Uncial 083
- Text: Mark 13; 14; 15-16; John 1; 2-4; 14
- Date: 6th/7th century
- Script: Greek
- Now at: Russian National Library
- Size: 28 by 26 cm
- Type: Alexandrian text-type
- Category: II

= Uncial 083 =

Uncial 083 (in the Gregory-Aland numbering), ε 31 (Soden), is a Greek uncial manuscript of the New Testament, dated paleographically to the 6th/7th century. The codex now is located at the Russian National Library (Gr. 10) in Saint Petersburg.

== Description ==

The manuscript contains a small part of the Gospel of John 1:25-41; 2:9-4:14,34-49, on 6 parchment leaves (28 by 26 cm). The text is written in two columns per page, 25 lines per page, in large uncial letters. It has no accents, breathings, or punctuation. The text is divided according to the Ammonian Sections, with a references to the Eusebian Canons. The Old Testament quotations are marker on the margin by inverted comma (>>).

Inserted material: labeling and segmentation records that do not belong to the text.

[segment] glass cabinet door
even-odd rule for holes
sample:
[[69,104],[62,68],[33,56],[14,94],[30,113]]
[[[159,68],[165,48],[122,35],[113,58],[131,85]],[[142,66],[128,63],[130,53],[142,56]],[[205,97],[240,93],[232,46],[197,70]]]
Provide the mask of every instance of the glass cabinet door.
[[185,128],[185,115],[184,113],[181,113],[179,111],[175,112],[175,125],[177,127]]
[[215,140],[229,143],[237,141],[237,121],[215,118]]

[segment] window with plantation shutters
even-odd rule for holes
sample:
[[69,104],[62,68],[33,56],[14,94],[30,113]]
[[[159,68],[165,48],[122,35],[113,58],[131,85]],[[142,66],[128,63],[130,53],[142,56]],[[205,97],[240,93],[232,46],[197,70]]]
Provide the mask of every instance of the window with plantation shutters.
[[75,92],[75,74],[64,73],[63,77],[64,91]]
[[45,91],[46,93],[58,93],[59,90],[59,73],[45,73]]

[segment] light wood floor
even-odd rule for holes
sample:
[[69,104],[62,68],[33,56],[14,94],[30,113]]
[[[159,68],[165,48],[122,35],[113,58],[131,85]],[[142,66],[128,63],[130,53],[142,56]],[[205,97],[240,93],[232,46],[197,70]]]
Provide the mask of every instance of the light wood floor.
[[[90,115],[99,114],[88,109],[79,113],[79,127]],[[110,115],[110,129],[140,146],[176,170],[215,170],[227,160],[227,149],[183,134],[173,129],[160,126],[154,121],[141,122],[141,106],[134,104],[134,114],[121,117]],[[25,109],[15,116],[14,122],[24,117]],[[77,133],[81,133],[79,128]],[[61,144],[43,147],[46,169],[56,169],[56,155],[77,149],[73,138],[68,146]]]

Currently it is dated by the INTF to the 6th or 7th century.

It came from the same codex as manuscript Uncial 0112. It contains Gospel of Mark 14:29-45; 15:27-16:8, and the shorter Markan ending on 4 leaves. It was found by J. Rendel Harris. Harris published its text. It is now located at the Saint Catherine's Monastery, Sinai Harris (12, 4 ff.).

From the same codex as manuscript Uncial 0235. It contains Gospel of Mark 13:12-14.16-19.21-24.26-28 on 1 leaf (fragments).
The fragment is located now in the Russian National Library (O. 149) in Saint Petersburg.

== Text ==
The Greek text of this codex is a representative of the Alexandrian text-type, with some alien readings. Kurt Aland placed it to Category II.

It contains Mark 15:28.

In John 1:28 it has textual variant Βηθαβαρα together with the manuscripts C^{2} K, Ψ, 0113, f^{1}, f^{13} and Byz. Other manuscripts have βηθανια.

In John 3:12 it has textual variant πιστευετε (you believe) – instead of πιστευσετε (you will believe) – together with the manuscripts Papyrus 75 and Uncial 050.